Yielding such praise invariably leads to more singles and eventually a debut album. In this case, “The Beat That My Heart Skipped” eventually became the first track on Angles, but its beat also supersedes that of “Thou Shalt Always Kill”. “Always Kill” is completely lyrically dependent on Pip’s proclamations against pop culture, with only tepid Atari bleeps and a beat punched out in syncopation:

  • Thou shalt not use poetry, art or music to get into girls pants… use it to get into their heads
  • Thou shalt remember that guns, bitches and bling were never part of the four elements and never will be
  • Thou shalt not make some noise for Detroit
  • The Beatles… were just a band

“Heart Skipped”, on the other hand, is a defining team effort. The beat is more inertial, emulating the pulse that the narrator missed, its guitar-based chords present all in an affable indie-soaked tone, and Pip’s diction perfectly parallels the intonations of le sac’s production.

It also begins with a foreboding ode — “I ain’t gonna take it no more” — foreshadowing the honest lyrical explosion on hip-hop, pop, music, and life underlying the acoustic alchemy le sac and Pip are about to embark on.

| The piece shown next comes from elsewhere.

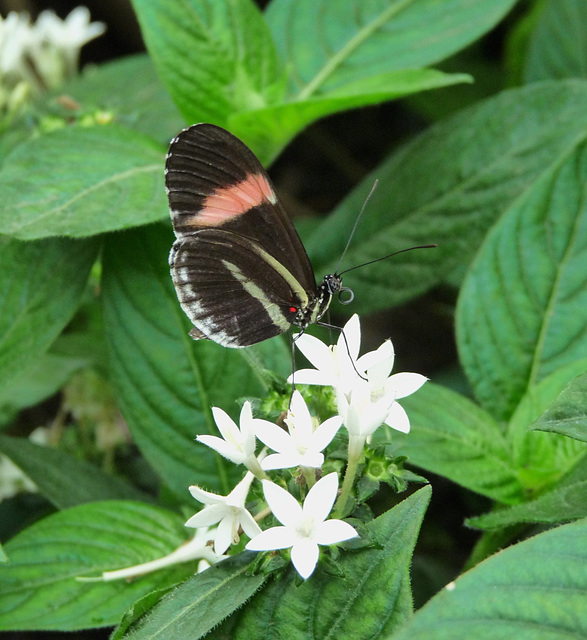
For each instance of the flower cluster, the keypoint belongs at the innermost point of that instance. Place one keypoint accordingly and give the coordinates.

Touching on the physical world, “Development” could be an amazing AP Chemistry rap skit at one point. Instead it’s a cerebral discussion of hip-hop (“Is there anything that you wear that’s more important than what you think?”) that gets provoked into rapping about something new — education (chemistry, specifically) — and comes full circle when Pip acknowledges his rap role models and teachers (“Chuck D’s my preach’ / I’m just a preschooler”).

Physically, Pip is one part Matisyahu and two parts Waldo. Thus, it’s not shocking when on “Tommy C” he says beauty is “more than just a nice pair of tits” but “in the eye of the beholder”. He then goes on to chronicle Welsh magician/comic Tommy Cooper and his tragic death on live TV in 1984. What does his notorious death have to do with beauty? The audience “rose to their feet as they laughed and clapped / Now tell me one fucking thing that’s more beautiful than that”.

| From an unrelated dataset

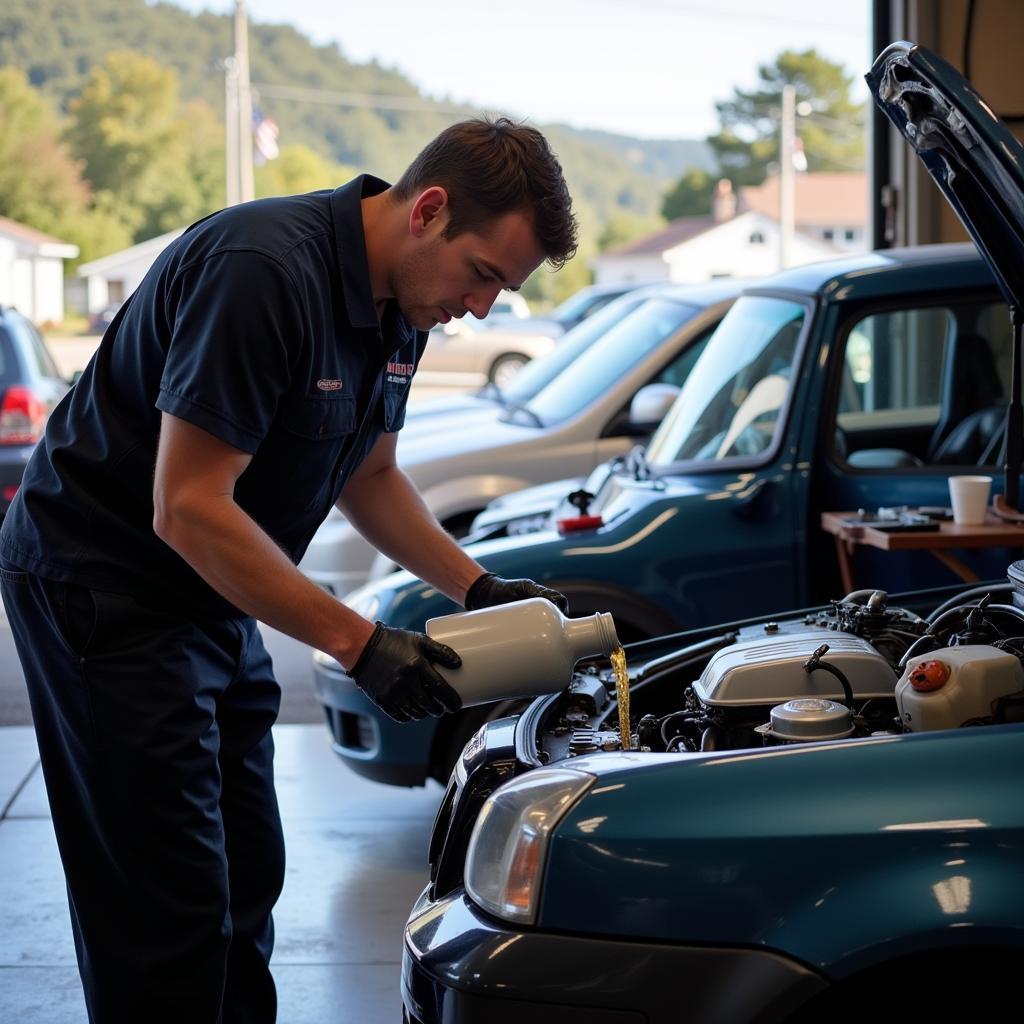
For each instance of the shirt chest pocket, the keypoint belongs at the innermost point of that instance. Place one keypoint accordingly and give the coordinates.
(303, 454)
(320, 419)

The closing track “Waiting for the Beat to Kick In”, with its piano focused production, is reminiscent of fellow indie hip-hoppers Atmosphere, as is Pip’s lasting declaration that could serve as a personal manifesto: “Silently I step up with a subversive subtext / Trying to feed the need for more than just remedial subjects / I place my faith in the belief that the general public / Will open up their minds to more than just the industry puppets”.

As an amalgamation of styles, influences, precedents, and personalities, dan le sac Vs Scroobius Pip are still evolving their respective order in the musical kingdom. A poem by Edward Lear, “The Scroobious Pip” (from which Pip pulled his sobriquet) is the story of an unidentifiable animal that, like the band, cannot be defined by his fellow fish, fowl, or beast. But ultimately the animals agree that its uniqueness is obscure yet unrivaled and marvel at its presence:

And they roared and sang and whistled and cried

Till the noise was heard from side to side –

Chippetty tip! Chippetty tip!

Its only name is the Scroobious Pip.